Government authorities used live ammunition, tear gas and stun grenades to disperse protesters and to retake three bridges that cross the Tigris River to the heavily fortified Green Zone, where the Iraqi parliament is headquartered. The bridges were being occupied by the demonstrators demanding sweeping political reforms and an end of corruption.
Since the clashes started last month, more than 300 protesters have been killed and 15,000 others wounded, according to the Independent High Commission for Human Rights of Iraq.
Middle East scholars have called the unrest the largest grassroots movement in Iraq's modern history, but human rights advocates continued to raise concern over how security forces have resorted to violent tactics.
"This is turning into nothing short of a bloodbath – all government promises of reforms or investigations ring hollow while security forces continue to shoot and kill protesters," said Heba Morayef, Amnesty International's Middle East and North Africa Director. "Those responsible for it must be brought to justice."
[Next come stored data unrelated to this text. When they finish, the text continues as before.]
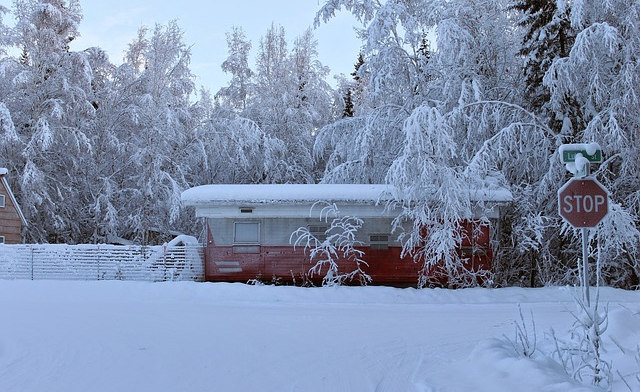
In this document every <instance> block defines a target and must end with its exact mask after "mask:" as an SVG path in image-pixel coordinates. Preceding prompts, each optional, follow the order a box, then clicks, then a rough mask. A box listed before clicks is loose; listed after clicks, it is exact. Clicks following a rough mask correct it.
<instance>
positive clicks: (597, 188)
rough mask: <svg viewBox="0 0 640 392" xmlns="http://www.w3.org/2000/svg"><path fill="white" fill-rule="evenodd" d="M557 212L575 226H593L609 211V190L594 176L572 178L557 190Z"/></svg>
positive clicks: (566, 219)
mask: <svg viewBox="0 0 640 392" xmlns="http://www.w3.org/2000/svg"><path fill="white" fill-rule="evenodd" d="M558 213H559V214H560V216H561V217H563V218H564V220H565V221H567V222H568V223H569V224H570V225H571V226H573V227H575V228H587V227H595V226H597V225H598V223H600V221H601V220H602V219H603V218H604V217H605V216H606V215H607V214H608V213H609V192H607V189H606V188H605V187H604V186H602V184H600V183H599V182H598V180H596V179H595V178H572V179H570V180H569V181H567V183H566V184H564V185H563V186H562V188H560V189H559V190H558Z"/></svg>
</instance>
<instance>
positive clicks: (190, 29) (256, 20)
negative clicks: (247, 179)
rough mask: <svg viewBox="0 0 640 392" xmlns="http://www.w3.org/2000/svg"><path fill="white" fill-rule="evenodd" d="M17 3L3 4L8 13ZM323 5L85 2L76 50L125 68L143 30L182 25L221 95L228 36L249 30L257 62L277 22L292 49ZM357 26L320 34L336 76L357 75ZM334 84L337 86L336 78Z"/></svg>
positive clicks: (319, 1)
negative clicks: (265, 37) (5, 6)
mask: <svg viewBox="0 0 640 392" xmlns="http://www.w3.org/2000/svg"><path fill="white" fill-rule="evenodd" d="M12 2H13V1H11V0H0V4H2V5H5V6H7V7H10V6H11V3H12ZM322 4H324V0H264V1H260V0H179V1H166V0H109V1H102V0H81V6H82V10H83V15H84V18H83V20H82V23H81V24H80V34H81V37H80V38H78V39H77V40H76V41H74V42H73V45H72V49H73V50H82V49H86V48H88V47H91V46H99V47H100V48H102V49H104V50H106V51H107V53H108V54H109V58H110V59H111V61H112V62H113V63H115V64H120V63H121V62H122V57H123V52H124V50H125V49H126V47H127V44H128V43H130V42H131V41H132V40H133V39H134V37H135V36H136V33H137V30H138V28H139V27H140V26H142V25H145V26H148V27H149V28H153V26H154V25H155V23H161V24H166V23H167V22H168V21H170V20H172V19H177V20H178V25H179V26H180V27H181V28H182V29H183V31H184V33H185V34H184V42H185V43H186V44H187V45H192V48H191V51H192V58H191V70H192V72H193V73H194V74H196V75H197V76H198V79H197V81H196V83H197V85H198V86H199V85H203V86H205V87H206V88H208V89H209V90H210V91H211V92H212V93H215V92H217V91H218V89H219V88H220V87H222V86H224V85H225V84H226V82H227V81H228V80H229V77H228V76H227V75H226V74H224V73H223V72H222V70H221V69H220V65H221V64H222V62H223V61H224V59H225V58H226V56H227V45H226V38H225V33H226V32H229V31H230V30H231V27H232V26H234V25H236V26H241V27H242V28H243V29H244V31H245V33H246V34H247V36H248V38H249V39H250V40H251V42H252V49H251V54H252V56H255V54H256V52H257V49H258V47H259V42H260V41H259V40H260V37H261V36H262V35H264V33H265V32H266V31H267V29H268V28H269V27H270V26H271V24H272V22H275V23H276V24H279V25H282V26H284V28H285V31H286V33H287V41H288V43H289V47H291V44H292V43H293V40H294V38H295V37H297V36H299V35H300V34H302V33H303V32H304V30H305V29H306V28H307V27H309V26H311V25H312V24H313V19H314V16H315V13H316V12H317V11H318V9H320V7H321V6H322ZM356 25H357V21H356V20H355V18H353V17H352V16H351V15H350V14H348V13H346V12H342V13H340V14H339V15H337V16H336V17H335V18H334V19H332V20H330V21H329V22H328V23H326V24H322V25H321V26H320V27H319V28H318V29H316V30H315V31H314V35H315V37H316V39H317V40H318V53H319V59H320V62H322V64H323V65H325V66H328V67H330V68H331V75H334V74H340V73H344V74H349V73H351V72H353V65H354V64H355V62H356V59H357V57H358V52H359V50H360V46H361V43H360V41H359V40H358V39H357V38H356V34H355V32H354V30H353V26H356ZM328 81H329V82H330V83H331V84H334V79H333V77H331V78H330V80H328Z"/></svg>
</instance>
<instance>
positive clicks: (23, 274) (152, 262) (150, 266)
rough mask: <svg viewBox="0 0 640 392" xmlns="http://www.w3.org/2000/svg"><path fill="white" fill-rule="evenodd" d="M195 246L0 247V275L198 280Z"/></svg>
mask: <svg viewBox="0 0 640 392" xmlns="http://www.w3.org/2000/svg"><path fill="white" fill-rule="evenodd" d="M203 260H204V257H203V249H202V247H201V246H199V245H180V246H166V245H164V246H135V245H131V246H120V245H53V244H51V245H50V244H46V245H0V279H76V280H143V281H144V280H146V281H167V280H203V279H204V261H203Z"/></svg>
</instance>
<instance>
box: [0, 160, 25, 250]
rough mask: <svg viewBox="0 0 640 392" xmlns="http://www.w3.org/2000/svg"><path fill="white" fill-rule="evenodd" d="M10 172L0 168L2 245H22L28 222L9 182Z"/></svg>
mask: <svg viewBox="0 0 640 392" xmlns="http://www.w3.org/2000/svg"><path fill="white" fill-rule="evenodd" d="M8 172H9V171H8V170H7V169H5V168H0V244H20V243H22V242H23V240H22V229H23V228H24V227H26V226H27V221H26V219H25V218H24V215H23V214H22V210H21V209H20V205H19V204H18V201H17V200H16V197H15V196H14V194H13V192H12V191H11V187H9V182H8V181H7V174H8Z"/></svg>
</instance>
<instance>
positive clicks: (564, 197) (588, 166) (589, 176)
mask: <svg viewBox="0 0 640 392" xmlns="http://www.w3.org/2000/svg"><path fill="white" fill-rule="evenodd" d="M559 152H560V159H561V160H562V162H563V163H565V164H566V167H567V170H569V171H570V172H571V173H573V174H574V178H572V179H570V180H569V181H567V182H566V183H565V184H564V185H563V186H562V187H561V188H560V189H558V214H559V215H560V216H561V217H562V219H564V220H565V221H566V222H567V223H568V224H570V225H571V226H573V227H574V228H576V229H582V286H583V287H584V297H585V300H586V302H587V306H588V307H590V306H591V300H590V298H589V269H588V257H587V256H588V251H589V249H588V237H589V232H588V230H589V229H590V228H593V227H596V226H597V225H598V223H600V222H601V221H602V219H604V217H605V216H607V214H608V213H609V192H608V191H607V189H606V188H605V187H604V186H602V184H600V183H599V182H598V180H596V179H595V178H593V177H590V176H589V164H591V163H598V162H602V149H601V148H600V145H598V144H597V143H589V144H563V145H562V146H560V151H559Z"/></svg>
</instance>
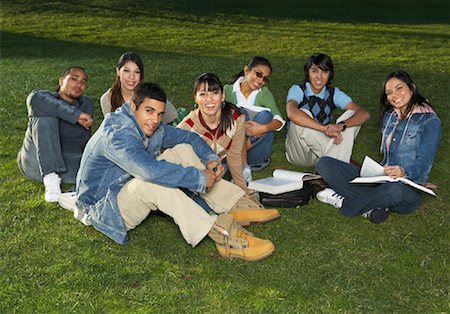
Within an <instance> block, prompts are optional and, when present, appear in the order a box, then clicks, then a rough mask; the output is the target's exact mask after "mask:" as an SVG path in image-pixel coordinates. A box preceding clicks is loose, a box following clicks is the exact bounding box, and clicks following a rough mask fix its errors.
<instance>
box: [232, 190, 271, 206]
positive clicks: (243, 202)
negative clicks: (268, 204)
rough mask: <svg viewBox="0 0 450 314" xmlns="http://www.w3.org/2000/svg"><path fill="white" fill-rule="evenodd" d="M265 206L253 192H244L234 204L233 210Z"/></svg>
mask: <svg viewBox="0 0 450 314" xmlns="http://www.w3.org/2000/svg"><path fill="white" fill-rule="evenodd" d="M263 208H264V206H263V204H261V203H260V202H259V201H258V200H257V199H256V197H255V196H253V195H252V194H247V193H246V194H244V195H243V196H242V197H241V198H240V199H238V201H237V202H236V204H234V206H233V208H231V210H233V209H236V210H241V209H263Z"/></svg>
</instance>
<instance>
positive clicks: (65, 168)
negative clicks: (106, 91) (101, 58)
mask: <svg viewBox="0 0 450 314" xmlns="http://www.w3.org/2000/svg"><path fill="white" fill-rule="evenodd" d="M87 82H88V77H87V74H86V71H85V70H84V69H83V68H82V67H79V66H71V67H68V68H66V69H65V70H64V72H63V74H62V75H61V77H60V78H59V87H58V90H57V91H56V92H49V91H43V90H34V91H32V92H31V94H30V95H29V96H28V97H27V107H28V127H27V130H26V132H25V138H24V140H23V144H22V147H21V149H20V151H19V153H18V155H17V162H18V165H19V169H20V170H21V171H22V173H23V174H24V175H25V176H26V177H28V178H29V179H31V180H34V181H39V182H44V186H45V200H46V201H47V202H56V201H57V200H58V197H59V196H60V194H61V181H62V182H63V183H75V180H76V175H77V171H78V168H79V165H80V160H81V156H82V153H83V150H84V147H85V145H86V143H87V141H88V140H89V137H90V134H91V126H92V113H93V110H94V106H93V105H92V102H91V100H90V99H89V98H88V97H87V96H84V95H83V94H84V92H85V90H86V87H87Z"/></svg>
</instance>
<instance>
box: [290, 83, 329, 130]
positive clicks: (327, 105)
mask: <svg viewBox="0 0 450 314" xmlns="http://www.w3.org/2000/svg"><path fill="white" fill-rule="evenodd" d="M298 86H299V87H300V89H301V90H302V91H303V100H302V102H301V103H299V104H298V108H299V109H300V108H302V107H303V106H304V105H306V104H308V108H309V111H311V113H312V109H313V107H314V105H316V104H318V105H319V106H320V108H322V109H323V108H325V107H326V106H329V107H330V109H331V113H330V115H329V116H328V115H327V114H326V113H325V112H323V110H321V111H320V112H319V113H318V115H317V117H314V118H315V119H316V120H317V121H319V122H320V123H323V121H325V119H326V118H327V117H329V119H330V122H331V120H332V118H333V110H334V109H336V105H335V104H334V100H333V98H334V87H332V86H326V89H327V91H328V93H329V96H328V98H327V99H326V100H324V99H322V98H319V97H316V96H309V97H308V96H306V94H305V90H306V84H305V83H302V84H298Z"/></svg>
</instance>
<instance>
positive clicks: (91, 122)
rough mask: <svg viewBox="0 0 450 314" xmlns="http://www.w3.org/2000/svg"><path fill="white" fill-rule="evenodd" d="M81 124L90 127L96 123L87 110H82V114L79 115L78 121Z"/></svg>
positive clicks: (87, 127) (85, 127) (81, 113)
mask: <svg viewBox="0 0 450 314" xmlns="http://www.w3.org/2000/svg"><path fill="white" fill-rule="evenodd" d="M77 122H78V123H79V124H81V125H82V126H83V127H85V128H86V129H89V128H90V127H91V126H92V123H94V121H93V120H92V117H91V115H90V114H87V113H85V112H82V113H81V114H80V116H79V117H78V121H77Z"/></svg>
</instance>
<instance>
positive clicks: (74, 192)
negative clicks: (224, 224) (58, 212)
mask: <svg viewBox="0 0 450 314" xmlns="http://www.w3.org/2000/svg"><path fill="white" fill-rule="evenodd" d="M58 204H59V206H61V207H62V208H64V209H68V210H70V211H71V212H73V211H75V209H76V208H77V193H76V192H67V193H61V194H60V195H59V198H58Z"/></svg>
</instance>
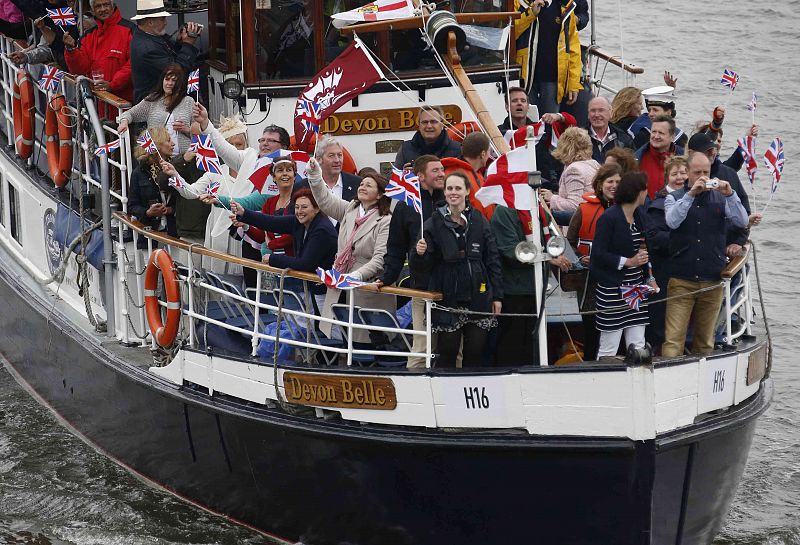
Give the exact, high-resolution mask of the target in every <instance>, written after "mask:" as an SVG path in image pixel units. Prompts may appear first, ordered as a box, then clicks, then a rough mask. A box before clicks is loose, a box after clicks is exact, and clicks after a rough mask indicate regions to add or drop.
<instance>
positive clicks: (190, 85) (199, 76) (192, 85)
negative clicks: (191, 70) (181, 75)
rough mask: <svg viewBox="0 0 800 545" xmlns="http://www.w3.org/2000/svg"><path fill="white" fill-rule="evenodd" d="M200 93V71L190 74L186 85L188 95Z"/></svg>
mask: <svg viewBox="0 0 800 545" xmlns="http://www.w3.org/2000/svg"><path fill="white" fill-rule="evenodd" d="M199 91H200V69H199V68H198V69H197V70H192V71H191V72H189V80H188V81H187V83H186V94H189V93H197V92H199Z"/></svg>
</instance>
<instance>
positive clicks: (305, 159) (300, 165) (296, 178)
mask: <svg viewBox="0 0 800 545" xmlns="http://www.w3.org/2000/svg"><path fill="white" fill-rule="evenodd" d="M286 155H288V156H290V157H291V158H292V160H293V161H294V164H295V165H297V172H296V176H295V178H296V180H297V181H300V180H302V179H303V178H305V177H306V168H307V167H308V161H309V159H310V158H311V157H310V156H309V155H308V154H307V153H306V152H304V151H286V150H276V151H273V152H272V153H270V154H269V155H265V156H264V157H260V158H259V159H258V161H256V165H255V167H254V168H253V173H252V174H251V175H250V183H251V184H253V187H255V188H256V191H258V192H259V193H264V194H266V195H277V194H278V186H277V185H276V184H275V181H274V180H273V179H272V163H273V162H274V161H275V160H276V159H278V157H284V156H286Z"/></svg>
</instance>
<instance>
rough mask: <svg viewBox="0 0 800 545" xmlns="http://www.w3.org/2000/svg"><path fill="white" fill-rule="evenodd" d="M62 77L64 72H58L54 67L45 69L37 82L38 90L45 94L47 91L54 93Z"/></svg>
mask: <svg viewBox="0 0 800 545" xmlns="http://www.w3.org/2000/svg"><path fill="white" fill-rule="evenodd" d="M63 77H64V71H63V70H59V69H58V68H56V67H55V66H52V67H49V66H48V67H45V69H44V71H43V72H42V78H41V79H40V80H39V89H41V90H42V91H44V92H45V93H47V92H48V91H55V90H56V89H57V88H58V84H59V83H61V78H63Z"/></svg>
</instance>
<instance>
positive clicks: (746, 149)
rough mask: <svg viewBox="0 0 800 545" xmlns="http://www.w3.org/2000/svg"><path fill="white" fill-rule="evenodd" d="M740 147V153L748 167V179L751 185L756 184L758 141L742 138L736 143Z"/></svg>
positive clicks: (750, 137)
mask: <svg viewBox="0 0 800 545" xmlns="http://www.w3.org/2000/svg"><path fill="white" fill-rule="evenodd" d="M736 143H737V144H738V146H739V153H741V154H742V158H743V159H744V162H745V165H747V177H748V178H750V185H753V184H755V183H756V171H757V170H758V161H756V139H755V138H754V137H752V136H742V137H741V138H740V139H739V140H737V141H736Z"/></svg>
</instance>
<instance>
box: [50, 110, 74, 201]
mask: <svg viewBox="0 0 800 545" xmlns="http://www.w3.org/2000/svg"><path fill="white" fill-rule="evenodd" d="M66 106H67V101H66V100H64V96H63V95H56V96H54V97H53V98H51V99H50V102H49V103H48V105H47V112H46V113H45V118H44V134H45V140H46V147H47V167H48V169H49V170H50V177H51V178H52V179H53V183H55V184H56V187H64V186H65V185H67V181H68V180H69V177H70V175H71V174H72V128H71V127H70V125H69V123H70V120H69V116H68V115H67V114H65V113H64V108H66Z"/></svg>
The demonstrators, who began taking to the streets in early October, were at first lashing out over unemployment, government corruption and poor public services, but the protests have since demanded a breakup of the politically entrenched sectarian system that took shape after the fall of Saddam Hussein in 2003.
In particular, demonstrators have been accusing Iran and Iran-backed politicians of exerting influence in Iraq, since Iran has strong links to Iraqi security and intelligence forces.
The government crackdown did reduce the numbers of protesters over the weekend, but authorities have been unable to fully quell the unrest among mostly unemployed youth, who have been taking to the streets to object to the country's political class.
Those who remained were emboldened and determined to be seen and heard, some throwing Molotov cocktails toward security forces.
On Saturday, Abdul-Mahdi released a statement saying the demands for electoral reforms will be met.
"We consider the peaceful protests of our people as among the most important events since 2003," Abdul-Mahdi said.
Abdul-Mahdi, just a year in office, has agreed to step down following the naming of his successor.
Iraq's President Barham Salih is pushing for elections once parliament successfully advances a new election law.
The reforms may cut the number of members parliament, who are viewed as collecting hefty salaries but rarely appear for sessions, just as tens of millions across Iraq live in poverty.